For more than thirty years, Jim Sitter has been one of the most prolific and effective arts leaders in the state. He embodies the spirit of the Kay Sexton Award with an extraordinary array of accomplishments, helping to make the literary and book arts community in Minnesota what it is today. As David Unowksy, founder of Hungry Mind Bookstore and fellow Kay Sexton Award recipient says, “Jim’s work has benefitted every aspect of our literary culture: writers, publishers, booksellers and other non-profits.”

After attending Macalester College and working at the Hungry Mind Bookstore (where he initiated the Hungry Mind Reading Series), Sitter acquired Truck Distribution in 1979 and renamed it Bookslinger. He refocused the company and turned it into a national distribution service aimed at providing more visibility to books from independent literary presses, thereby beginning the process of fostering a national audience and appreciation for Minnesota’s great presses.

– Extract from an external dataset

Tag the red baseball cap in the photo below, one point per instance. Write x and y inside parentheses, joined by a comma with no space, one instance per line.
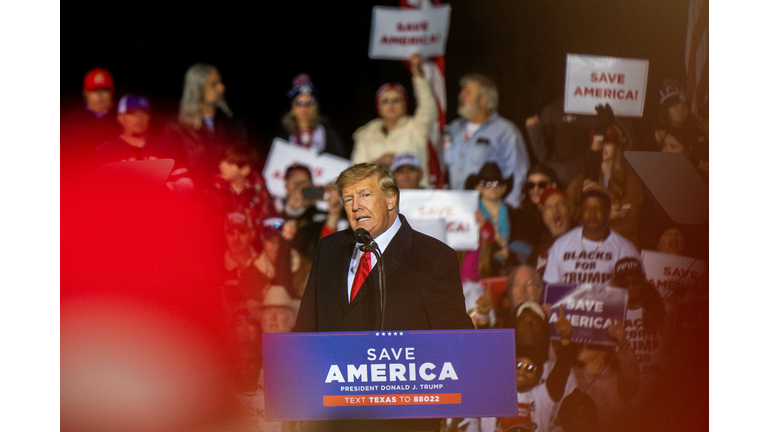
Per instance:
(98,78)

During this time, Sitter developed an appreciation for the craft of bookmaking and conceived a vision for creating the Minnesota Center for Book Arts (MCBA). He assembled a board of highly influential arts and civic leaders, including former Governor Elmer L. Andersen, and served as the founding executive director of MCBA until 1989. Early in his tenure, Sitter invited Allan Kornblum – then head of Toothpaste Press – to move to Minnesota and become the organization’s first press-in-residence. In addition to motivating Kornblum’s move and the creation of Coffee House Press, Sitter played a crucial role in the press’ development as a nonprofit organization and influenced the decision to begin publishing full-length trade editions. He was also responsible for persuading Scott Walker, founder and Executive Director of Graywolf Press, to relocate from Washington State, further cementing his integral role in the creation of what has become a vital literary community.

Sitter’s expertise led him to New York, where he became the executive director of the Council of Literary Magazines and Presses (CLMP), expanding the funding opportunities for small presses across the country. He advocated for support from national foundations, raising $9 million dollars in grants to nonprofit literary presses – of which Coffee House Press, Graywolf Press, and Milkweed Press were three major beneficiaries.

He also helped to form LitNet, a coalition of nonprofit literary organizations from throughout the United States that supports freedom of expression and promotes funding for the literary arts. As its chief lobbyist, Sitter was instrumental in saving the National Endowment for the Arts fellowships for writers and helping to ensure that agency’s survival in the 1990s. Longtime friends, Page and Jay Cowles call Sitter “a natural entrepreneur, committed to the highest standards of literary publishing as well as the book arts.” They laud his leadership, his knowledge of the field, and his deep empathy for the artists and supporters with whom he has worked, adding, “It generated confidence and sophistication in the literary and book arts fields.”